Sydney, Sep 14: The Centre for Asia Pacific Aviation (CAPA) said today the air transport sector continues to grow - particularly in Asia -- five years after the attacks of September 11, an assault that had the seeming potential to undermine air travel.

''A simple reality is at play,'' said its executive chairman Peter Harbison. ''People still want and need to travel by air, a reality that will reach many more people in this region's emerging markets in the years to come as economies grow and incomes rise.'' Global demand including Asia was hit prior to September 11 as the US economy dipped after the dot-com bust. In this region, demand had already started to recover (to year-on-year levels) by early 2002 and had it not been for SARS, would have recovered to its strong growth bias by 2003.

The growth trend was finally re-established in 2004, although recent growth rates for the region's full service carriers are slowing while Chinese, Indian and low cost carriers (LCC) power on.

''LCCs have been the unexpected surprises for the Asia Pacific region, capturing growth and taking advantage of the opportunities afforded by increasing liberalisation,'' said Mr Harbison.

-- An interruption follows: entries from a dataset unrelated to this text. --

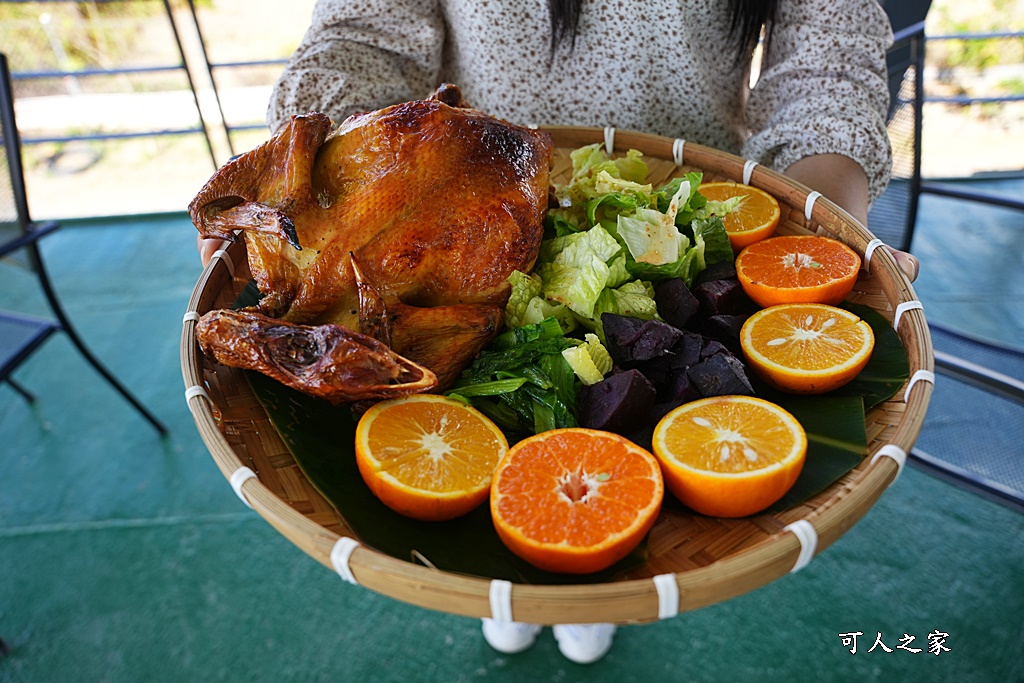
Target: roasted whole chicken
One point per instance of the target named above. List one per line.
(382, 250)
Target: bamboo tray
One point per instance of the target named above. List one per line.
(692, 561)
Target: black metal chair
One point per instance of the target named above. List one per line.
(22, 335)
(975, 423)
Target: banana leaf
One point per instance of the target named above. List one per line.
(321, 438)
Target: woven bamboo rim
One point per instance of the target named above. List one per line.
(708, 559)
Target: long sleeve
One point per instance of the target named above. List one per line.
(823, 88)
(358, 56)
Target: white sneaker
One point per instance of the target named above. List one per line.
(509, 637)
(584, 643)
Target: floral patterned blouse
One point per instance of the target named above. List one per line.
(665, 67)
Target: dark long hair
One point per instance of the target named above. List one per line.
(745, 19)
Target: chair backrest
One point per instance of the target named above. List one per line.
(14, 218)
(893, 215)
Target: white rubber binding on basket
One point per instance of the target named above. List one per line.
(902, 308)
(668, 595)
(809, 204)
(749, 171)
(500, 595)
(808, 537)
(239, 477)
(195, 391)
(677, 151)
(894, 452)
(868, 250)
(222, 255)
(920, 376)
(609, 139)
(340, 555)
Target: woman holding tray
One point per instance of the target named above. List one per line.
(675, 68)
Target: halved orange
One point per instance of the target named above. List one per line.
(755, 218)
(428, 457)
(806, 347)
(798, 268)
(574, 500)
(729, 456)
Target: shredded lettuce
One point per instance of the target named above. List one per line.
(590, 360)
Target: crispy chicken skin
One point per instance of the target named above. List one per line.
(403, 224)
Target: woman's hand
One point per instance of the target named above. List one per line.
(842, 180)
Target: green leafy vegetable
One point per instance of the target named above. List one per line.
(522, 381)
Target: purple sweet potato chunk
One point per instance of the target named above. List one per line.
(713, 347)
(721, 375)
(620, 403)
(686, 351)
(719, 297)
(724, 269)
(676, 304)
(621, 333)
(725, 329)
(654, 339)
(681, 389)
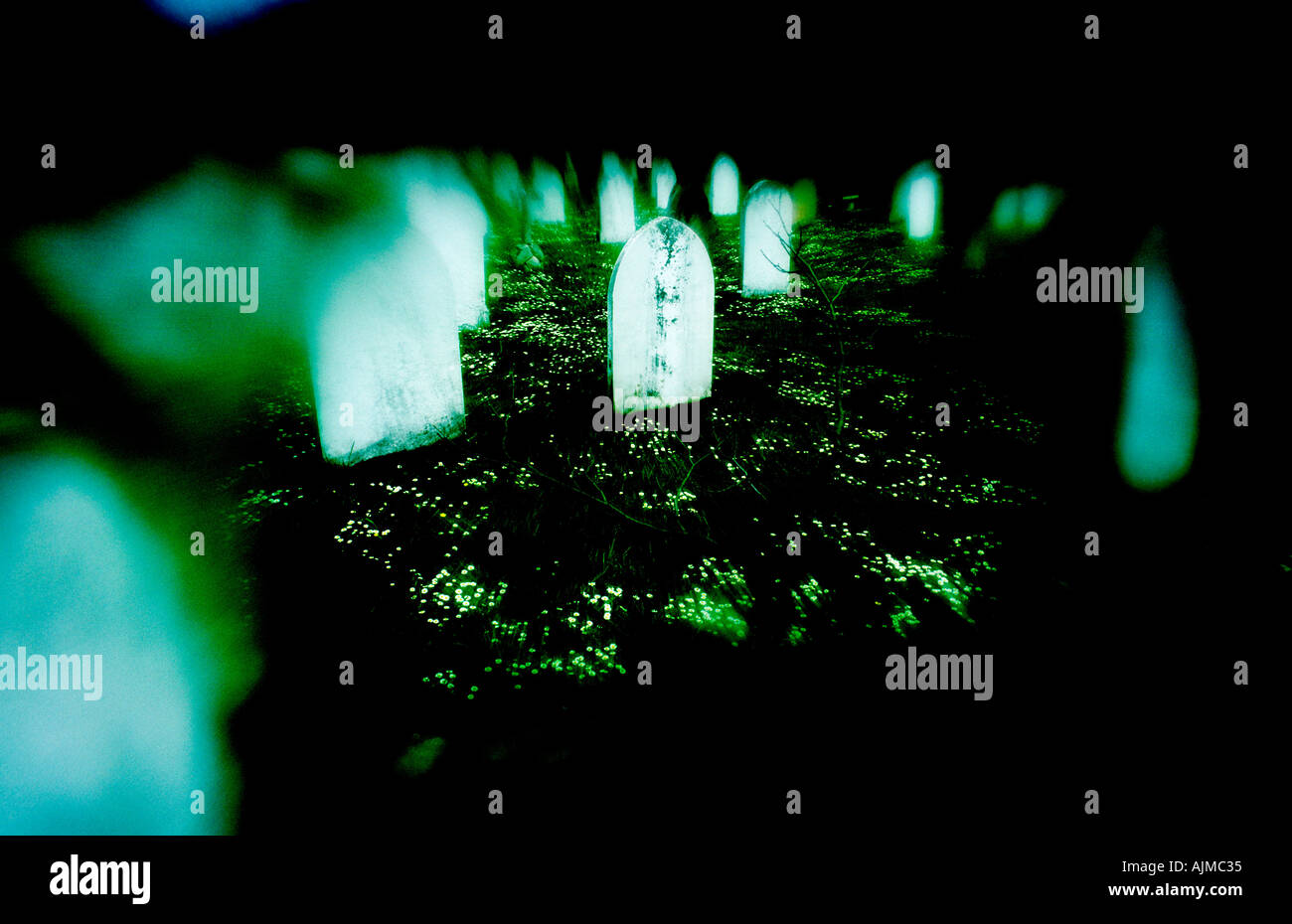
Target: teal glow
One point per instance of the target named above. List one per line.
(724, 186)
(1158, 425)
(1004, 216)
(84, 574)
(916, 202)
(615, 201)
(663, 180)
(547, 194)
(1039, 205)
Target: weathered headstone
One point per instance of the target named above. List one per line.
(660, 339)
(724, 186)
(766, 235)
(804, 193)
(446, 210)
(916, 202)
(663, 180)
(508, 188)
(615, 197)
(115, 671)
(386, 357)
(547, 194)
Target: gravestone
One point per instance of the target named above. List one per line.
(615, 198)
(384, 355)
(724, 186)
(663, 180)
(804, 193)
(660, 339)
(1158, 422)
(127, 673)
(446, 210)
(766, 231)
(547, 194)
(508, 188)
(916, 202)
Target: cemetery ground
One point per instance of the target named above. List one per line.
(629, 546)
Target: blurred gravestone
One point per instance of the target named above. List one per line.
(386, 357)
(663, 180)
(508, 188)
(660, 318)
(724, 186)
(547, 194)
(766, 228)
(804, 193)
(127, 669)
(615, 197)
(446, 210)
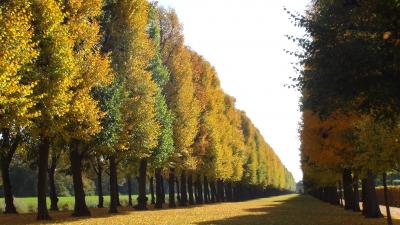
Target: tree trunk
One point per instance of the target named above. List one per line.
(142, 198)
(385, 192)
(340, 194)
(117, 188)
(213, 192)
(9, 147)
(364, 195)
(113, 185)
(228, 191)
(372, 207)
(356, 198)
(129, 184)
(206, 190)
(100, 186)
(52, 186)
(75, 157)
(162, 190)
(171, 182)
(184, 199)
(348, 189)
(42, 213)
(159, 184)
(190, 189)
(8, 196)
(200, 190)
(220, 190)
(152, 190)
(178, 189)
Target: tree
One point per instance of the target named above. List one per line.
(165, 148)
(17, 54)
(56, 75)
(132, 51)
(181, 99)
(84, 117)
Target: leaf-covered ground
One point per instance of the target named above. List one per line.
(282, 210)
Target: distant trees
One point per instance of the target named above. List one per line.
(108, 87)
(349, 80)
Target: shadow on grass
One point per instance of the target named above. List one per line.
(299, 210)
(65, 217)
(295, 210)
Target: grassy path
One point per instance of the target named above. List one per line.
(282, 210)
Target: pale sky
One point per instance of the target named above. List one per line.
(245, 41)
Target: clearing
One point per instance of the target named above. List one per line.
(280, 210)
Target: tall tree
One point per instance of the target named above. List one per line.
(17, 54)
(180, 96)
(132, 51)
(56, 75)
(165, 148)
(93, 68)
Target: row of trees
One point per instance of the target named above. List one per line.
(109, 86)
(349, 80)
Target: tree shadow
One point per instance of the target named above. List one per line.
(299, 210)
(65, 217)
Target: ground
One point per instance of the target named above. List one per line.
(281, 210)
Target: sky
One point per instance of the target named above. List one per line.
(245, 41)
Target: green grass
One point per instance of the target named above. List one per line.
(29, 204)
(281, 210)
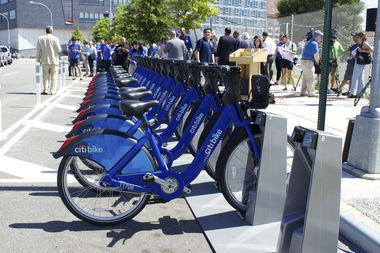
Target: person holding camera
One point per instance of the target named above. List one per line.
(288, 50)
(363, 57)
(310, 55)
(336, 51)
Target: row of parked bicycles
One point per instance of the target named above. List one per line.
(115, 159)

The latest data from OAG confirm the rise of the LCC phenomenon in Asia. LCC capacity (seats) is set to rise 63 per cent year-on-year this month and LCCs will account for 10 per cent of total services in the region, up from six per cent in the same period last year and just one per cent in September 2001.


Most importantly though, they offer the opportunity for the full service carriers to profitably participate in the growth occurring at the bottom end of the market.

All Nippon Airways plan to establish up to two LCC subsidiaries next year to grow and defend its international and domestic markets.

ANA could join the ranks of full service carriers in this region with their own leisure-focussed low cost units.

These already include Thai Airways, Air India, Qantas, Air New Zealand and Singapore Airlines. ''And these LCC subsidiaries are also riding on the wave of progressive liberalisation,'' the CAPA said.

Malaysia and Singapore last week confirmed they are working towards the long-overdue liberalisation of their bilateral air services agreement which dates back to the early 1980s, citing mutual benefits of such a development.

Kuala Lumpur-Singapore, a cash-cow for Malaysia Airlines and Singapore Airlines, is in the sights of Tiger Airways, AirAsia and Jetstar Asia (two of which are subsidiaries of full service carriers) -- and all promise to offer significantly lower fares which would stimulate new levels of growth. The opening up of this route would again demonstrate the role of LCCs as agents of change in this region.

''But all of this recent expansion occurred during a period of globally strong economic conditions. The last major global downturn was triggered by a downturn in the US economy. A slowdown led by the United States remains the greatest threat to growth going forward,'' said Mr Harbison.